秋田ひろむ–普段から思い浮かんだ言葉とか詩はメモしてます。そこから直接曲をつけたり、曲が先に出来てメモから歌詞を考えたり、色々あります。歌詞を先に考える方が多いと思います。最終的に完成させる時はパソコンにかじりついてじっくり考えます。

「amazarashi」の音楽の中の”言葉”は、時に包み込むように優しく、時に深く心を突き刺すほどに鋭利であると感じます。その”言葉”は誰に対して向けられているモノなのでしょうか?

秋田ひろむ–ほどんどが自分です。誰にも影響されない場所で作っているので、他人を意図しない言葉づかいが結果的に鋭くなってしまうんだと思います。頭の中でしゃべってる声とかそのまま出せたらな、と思ってます。
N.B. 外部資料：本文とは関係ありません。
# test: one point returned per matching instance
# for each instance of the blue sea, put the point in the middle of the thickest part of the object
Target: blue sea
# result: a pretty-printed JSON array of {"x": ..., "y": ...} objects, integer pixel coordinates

これだけの数の”言葉”を”音”に乗せるのは容易な事ではないと思います。

秋田ひろむ–曲は曲で時間をかけて作りますが、いい歌詞の為だったらメロディーを変えたり、字余りになってもいいと思ってます。結果的に原型から大きく変わる事も多いんですが、それがいいものであればそれでいいと思います。

4/10にリリースされる今作に収録されている「ジュブナイル」では個人的に、10代の少年少女達に対しての”共感”と”苛立ち”、更に”道しるべ”の様なモノを感じました。

秋田ひろむ–リスナーからもらった手紙の中に、音楽やってる人や絵を描いてる人や、なにかしら頑張ってる人が多かったのでこういう曲になりました。昔の僕自身とかぶったりして、ちょっと熱くなって作った曲です。結果的に今の僕が奮い立たされる曲になったと思います。

歌詞の歌い出しの”ねえママ あなたの言う通り(※アルバムタイトルでは 言うとおり)”が今作のタイトルにもなっている「性善説」では、思春期の子供の目線になって描かれているかのような世界観が広がります。Aメロではピアノや鉄琴の様な優しい音を中心に奏でられていて子供らしさを感じる反面、サビでは歪んだ音や声のダブリングで悲愴感や現実的な世界を表現されている様に感じます。

秋田ひろむ–2番目サビのフレーズ「馬鹿な男の下世話な自慢話に 子供を連れ車両を変える母親を見たよ」という光景を実際目の当たりにしまして、これを歌いたいが為の曲だと思います。人の道徳的な規範の原体験は母親だと思うので、そこと対比して今の社会で生きる人の不安感を描いています。

「ミサイル」では、曲の中に出てくる”僕”という人はおそらく20代の大人で、20代の私にとってこの作品の中でも一番共感できる曲でした。”僕らの自由”を”ミサイル”に例えたこの曲は、今のリアルを抽象的な様で逆にすごく具体的に表現している曲だと感じました。

秋田ひろむ–この曲の中で描いてる”僕”は東京のアパートで引きこもってた頃の僕自身で、今までのamazarashiの卑屈さの象徴です。それを今の僕が断罪している様な視点で書いたのですが、思ったより混沌としたものになってしまいました。上手く着地できてないんですが、それがもがいてる様な勢いになっていて面白い曲だと思います。

amazarashiの音楽には、文学的かつ現実的な詩を、ピアノを中心とした幾つもの楽器の音で包み込んだかの様な感覚を感じます。すごく物語の様で、でもフィクションでは無くすごく現実的で、矛盾しますが幻想的でもあるように感じます。

秋田ひろむ–完成形を意識して作っているわけではないので、成り行きで作ってる事の方が多いのですが、1コーラス作っても、次で自分を裏切りたいというのがあるので矛盾したものが一緒に存在するのかもしれません。amazarashiの音楽は思いつきの積み重ねですが、なにかしら真実めいたものを込めようとして作ってます。